MAME World Short Bus #2

June 30th, 2009

Here we can see the plight of a guy with the original net handle “Marios”, who is apparently the only person in this world who is at once gifted enough to know the term “FM” and dumb enough to not understand that the problem is entirely on this end.

I’d say the cherry on this Fail Sundae is his most recent post:

“No. The sound is okay in all real games i used (even the oldest tune melody games produce nice results and the chip itself as a chip is dynamic - i don’t mean if the sound mimics exactly recorded sound or not but as a stream). I always thought is because they use strong amplifier since i was using MAME. Maybe some code clean-up or fix will help eliminate the blair or poor-producing FM sound.”

So, the sound is okay in all “real games” that he used.  Perhaps this means that all of the games he’s tried in MAME work fine, and he’s actually talking about some other games, seeing how of the games in MAME are “real games” and all.

 

Ah, but Marios has the solution!  Maybe some code clean-up or fix will eliminate the blare - sorry, “blair” - that he’s experiencing.  Yes, this is surely the solution for this issue that only he is experiencing.  Yep, Marios has sussed it out for all of us.

 

Here’s to you, Marios, for giving me an unexpected bit of comedy on this rainy afternoon.

MAME World Short Bus

June 11th, 2009

At first I was angry at Twisty (the admin), but then I realized that if he wants to surround himself in his forum with people who post crap like this, well, so be it!

I really have to wonder what line of thought led to that post.  Picture a stereotypically ugly, bespectacled furry nerd, muttering in a Spanish-accented wheedling nerd voice, “Nehhh, I don’t care if I’m from Mexico and am about as Japanese as Bob Hope, hehhhh, my super-genki Japanese knowledge must be defended, nnh!”

Oh Baby

June 1st, 2009

If anyone wants to try it out, I just committed my CPU core and driver for the Manchester Small-Scale Experimental Machine (SSEM), or “Baby”, to the MESS SVN depot.  It currently runs all known SSEM programs bundled with David Sharp’s SSEM simulator, available here.

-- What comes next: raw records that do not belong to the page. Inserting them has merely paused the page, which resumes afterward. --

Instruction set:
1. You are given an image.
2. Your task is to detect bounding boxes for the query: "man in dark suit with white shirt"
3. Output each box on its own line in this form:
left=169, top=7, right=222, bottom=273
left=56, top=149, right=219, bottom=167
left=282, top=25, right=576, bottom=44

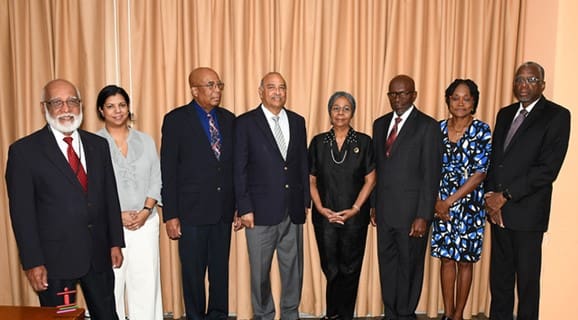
left=485, top=62, right=570, bottom=320
left=371, top=75, right=442, bottom=320
left=235, top=72, right=310, bottom=320
left=161, top=68, right=235, bottom=320
left=6, top=79, right=124, bottom=320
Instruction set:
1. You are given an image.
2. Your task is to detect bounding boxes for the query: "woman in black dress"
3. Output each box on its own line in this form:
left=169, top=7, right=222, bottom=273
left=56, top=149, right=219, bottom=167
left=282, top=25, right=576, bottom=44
left=309, top=91, right=375, bottom=320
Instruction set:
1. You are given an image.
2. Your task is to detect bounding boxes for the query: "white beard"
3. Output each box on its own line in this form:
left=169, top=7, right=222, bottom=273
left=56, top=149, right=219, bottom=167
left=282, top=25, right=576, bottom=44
left=44, top=107, right=82, bottom=134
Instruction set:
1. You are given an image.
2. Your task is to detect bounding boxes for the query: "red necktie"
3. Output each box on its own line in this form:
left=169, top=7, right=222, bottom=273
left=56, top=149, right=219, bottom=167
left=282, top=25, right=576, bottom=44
left=63, top=137, right=88, bottom=192
left=207, top=113, right=221, bottom=160
left=385, top=117, right=401, bottom=157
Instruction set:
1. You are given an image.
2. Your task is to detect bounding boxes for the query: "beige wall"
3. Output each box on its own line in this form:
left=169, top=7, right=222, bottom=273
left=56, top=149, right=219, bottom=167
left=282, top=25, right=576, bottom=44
left=524, top=0, right=578, bottom=319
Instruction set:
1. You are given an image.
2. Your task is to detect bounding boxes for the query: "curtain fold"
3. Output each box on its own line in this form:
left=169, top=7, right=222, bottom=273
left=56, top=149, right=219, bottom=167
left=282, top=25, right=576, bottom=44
left=0, top=0, right=526, bottom=319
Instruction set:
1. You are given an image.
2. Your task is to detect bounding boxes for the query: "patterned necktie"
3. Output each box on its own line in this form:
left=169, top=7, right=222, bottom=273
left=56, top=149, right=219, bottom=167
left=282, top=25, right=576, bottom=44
left=385, top=117, right=401, bottom=157
left=207, top=113, right=221, bottom=160
left=63, top=137, right=88, bottom=192
left=273, top=116, right=287, bottom=160
left=504, top=108, right=528, bottom=151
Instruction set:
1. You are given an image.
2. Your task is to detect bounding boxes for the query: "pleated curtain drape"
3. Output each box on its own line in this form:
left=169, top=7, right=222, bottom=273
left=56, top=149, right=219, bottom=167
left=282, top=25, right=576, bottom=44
left=0, top=0, right=526, bottom=319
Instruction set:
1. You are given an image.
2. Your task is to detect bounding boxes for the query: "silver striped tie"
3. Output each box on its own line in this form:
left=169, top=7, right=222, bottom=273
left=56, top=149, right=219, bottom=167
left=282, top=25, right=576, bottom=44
left=273, top=116, right=287, bottom=160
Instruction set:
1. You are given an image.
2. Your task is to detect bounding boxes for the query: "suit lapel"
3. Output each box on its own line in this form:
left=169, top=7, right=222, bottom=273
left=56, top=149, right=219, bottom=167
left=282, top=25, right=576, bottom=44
left=502, top=97, right=546, bottom=153
left=255, top=105, right=286, bottom=161
left=386, top=106, right=418, bottom=154
left=285, top=110, right=299, bottom=158
left=185, top=102, right=219, bottom=161
left=42, top=125, right=84, bottom=192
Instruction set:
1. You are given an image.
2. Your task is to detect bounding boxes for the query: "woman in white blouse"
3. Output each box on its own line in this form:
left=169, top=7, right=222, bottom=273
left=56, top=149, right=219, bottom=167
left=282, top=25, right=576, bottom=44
left=96, top=85, right=163, bottom=320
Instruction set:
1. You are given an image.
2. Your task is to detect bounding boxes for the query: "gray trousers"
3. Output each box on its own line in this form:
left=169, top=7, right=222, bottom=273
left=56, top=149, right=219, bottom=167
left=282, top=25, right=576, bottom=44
left=245, top=215, right=303, bottom=320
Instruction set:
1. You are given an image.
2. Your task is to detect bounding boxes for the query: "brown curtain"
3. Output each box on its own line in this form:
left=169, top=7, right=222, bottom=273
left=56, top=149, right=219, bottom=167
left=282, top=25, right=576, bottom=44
left=0, top=0, right=526, bottom=319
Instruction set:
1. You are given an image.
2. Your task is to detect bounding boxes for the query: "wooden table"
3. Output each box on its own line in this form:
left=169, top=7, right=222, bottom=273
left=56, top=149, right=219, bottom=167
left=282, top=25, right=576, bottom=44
left=0, top=306, right=84, bottom=320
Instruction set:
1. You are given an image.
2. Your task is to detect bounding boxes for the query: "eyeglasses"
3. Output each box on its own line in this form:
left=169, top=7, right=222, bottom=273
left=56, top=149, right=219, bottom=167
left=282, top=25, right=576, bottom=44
left=193, top=81, right=225, bottom=90
left=514, top=77, right=542, bottom=85
left=43, top=97, right=82, bottom=110
left=387, top=91, right=415, bottom=99
left=331, top=105, right=352, bottom=113
left=104, top=102, right=128, bottom=109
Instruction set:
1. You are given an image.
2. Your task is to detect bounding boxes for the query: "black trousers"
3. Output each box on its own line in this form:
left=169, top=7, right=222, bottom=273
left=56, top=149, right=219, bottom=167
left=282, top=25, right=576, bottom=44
left=490, top=224, right=544, bottom=320
left=377, top=224, right=429, bottom=320
left=314, top=220, right=367, bottom=320
left=179, top=221, right=231, bottom=320
left=38, top=266, right=118, bottom=320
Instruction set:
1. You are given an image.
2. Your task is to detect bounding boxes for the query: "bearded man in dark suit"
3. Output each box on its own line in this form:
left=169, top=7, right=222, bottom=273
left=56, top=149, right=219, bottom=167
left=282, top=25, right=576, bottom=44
left=485, top=62, right=570, bottom=320
left=161, top=67, right=235, bottom=320
left=6, top=79, right=124, bottom=320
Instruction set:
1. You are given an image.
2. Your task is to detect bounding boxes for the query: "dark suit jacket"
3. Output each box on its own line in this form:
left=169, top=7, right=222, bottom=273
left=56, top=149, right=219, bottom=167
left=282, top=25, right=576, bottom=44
left=6, top=126, right=124, bottom=279
left=486, top=97, right=570, bottom=231
left=161, top=101, right=235, bottom=226
left=373, top=106, right=442, bottom=228
left=235, top=106, right=310, bottom=225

I am not entirely happy with the fact that it is compatible with all of the programs, though.  Certain programs in particular, i.e. “nightmare.snp”, would not run on the SSEM had it ever been extended to the full 8192 words of storage space of which it was theoretically capable (per some SSEM history sites), as they pad out the unused 8 address bits with pretty patterns.

And now, a pretty picture:

The controls are as follows:
Up / Down: Move the selected store line up/down
Button 1: Halt / un-halt the SSEM
1-8, Q-I, A-K, Z-,: Toggle bits 0-31 of the currently-selected store line

Nomenclature

May 12th, 2009

I think that the developers of PCSX2 - the Playstation 2 emulator - should seriously consider renaming it to “Emulator for Playstation 2 Games That Are Played Largely By Japan-Obsessed Bespectacled Nerds”.  I just popped on over to the PCSX2 site and checked out their screenshots, and it’s really telling: There are almost no western-deveoped games on the list.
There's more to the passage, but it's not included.